Oleh: Nanang Fahrudin
Saya bukan satu-satunya orang yang menerbitkan buku di
Bojonegoro. Orang-orang sebelum saya, terutama para penulis berbahasa Jawa
sudah lama menerbitkan buku, mungkin saat saya baru mengenal huruf mereka sudah
menerbitkan buku. Diantaranya JFX Hoery, Djajus Pete, Nono Warnono, Yonathan
Rahardjo dan penulis-penulis lain.
Tapi izinkan saya berbagi kisah tentang bagaimana pergulatan
saya menelorkan buku. Saya bukan hendak membesarkan diri, namun sekadar
berbagi. Semoga ada bagian kecil dari tulisan ini yang bisa memberi inspirasi
pembaca untuk menerbitkan buku. Yakni ketika Bojonegoro membutuhkan
penulis-penulis untuk berbagai tujuan kemajuan ke depan.
Kemajuan teknologi mempermudah penerbitan buku. Yakni dengan percetakan
print on demand (PoD). Sistem PoD belum banyak dikenal di Bojonegoro. Masyarakat
literasi di Kota Ledre kenalnya dengan sistem percetakan offset yang mencetak
dengan jumlah minimal 500-1.000 eksemplar. Artinya sistem offset mengharuskan
penulis berkantong tebal jika hendak menerbitkan karyanya. Memang ada cara
mudah, yakni mengirim naskah ke penerbit, tapi tak semua karya bisa masuk ke
percetakan penerbit besar.
Menerbitkan buku dengan jumlah sedikit (minimal 1 eksemplar)
baru saya kenal ketika hendak menerbitkan buku untuk hadiah ulang tahun
istriku. Yakni tahun 2012 silam.
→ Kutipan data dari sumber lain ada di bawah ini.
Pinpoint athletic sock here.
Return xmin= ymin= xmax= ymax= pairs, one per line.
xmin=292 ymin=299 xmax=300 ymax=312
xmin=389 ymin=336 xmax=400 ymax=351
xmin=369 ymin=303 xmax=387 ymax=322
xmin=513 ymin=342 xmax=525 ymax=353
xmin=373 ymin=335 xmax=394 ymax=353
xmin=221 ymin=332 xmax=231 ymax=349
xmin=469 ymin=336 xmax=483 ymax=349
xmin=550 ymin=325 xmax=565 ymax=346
Saya lupa informasi dari siapa, karena yang
jelas saya menemukan percetakan di Surabaya. Saya mencetak 2 eksemplar buku
kecil bejudul “Puisi Sederhana untuk Perempuan Tak Sederhana”. Saya sebut buku
karena bentuknya memang buku. Meski sebagian orang akan menyebutnya
“buku-bukuan”.
Lalu, saya menerbitkan buku lagi berjudul “Membaca untuk
Bojonegoro” yang disambut hangat oleh teman-teman di Bojonegoro (hehe kepedean).
Saya selalu menjelaskan kepada semua bahwa menerbitkaan buku tidaklah sulit.
Asal ada naskah yang akan diterbitkan saja. Buku saya ini pun dibeli 50
eksemplar oleh mas Agus Susanto Rismanto yang waktu itu duduk di DPRD
Bojonegoro.
Lalu mas Agus mempunyai ide untuk membantu penulis-penulis
Bojonegoro yang kesulitan dana untuk menerbitkan buku. Saya menyambutnya dengan
gembira, karena Bojonegoro memang harus dikenal lewat karya bukan hanya lewat
migas dan banjirnya saja. Maka lahirlah GusRis Foundation, dan saya dipercaya
memegangnya. Awalnya tiga buku diterbitkan, yakni karya Mohammad Roqib (wartawan
Sindo) berjudul Cerita dari Mojodelik, karya Djajus Pete berjudul Gara-Gara
Kagiri-Giri, dan karya Anas AG berjudul Catatan Kecil Sastra dan Cerita
Lainnya.
Tiga buku itu kemudian di-launching di Hotel Griya Dharma
Kusuma, hotel paling mewah saat itu. Meja kursi berlapis kain putih ditata
dengan apik. Banyak orang datang untuk mengikuti acara peluncuran buku yang
berjalan meriah itu. Empat orang duduk di depan, yakni tiga penulis dan saya
sebagai moderator.
Masing-masing judul buku dicetak 100 eksemplar dengan
sepenuhnya biaya ditanggung oleh mas Agus. Penulis benar-benar dihormati.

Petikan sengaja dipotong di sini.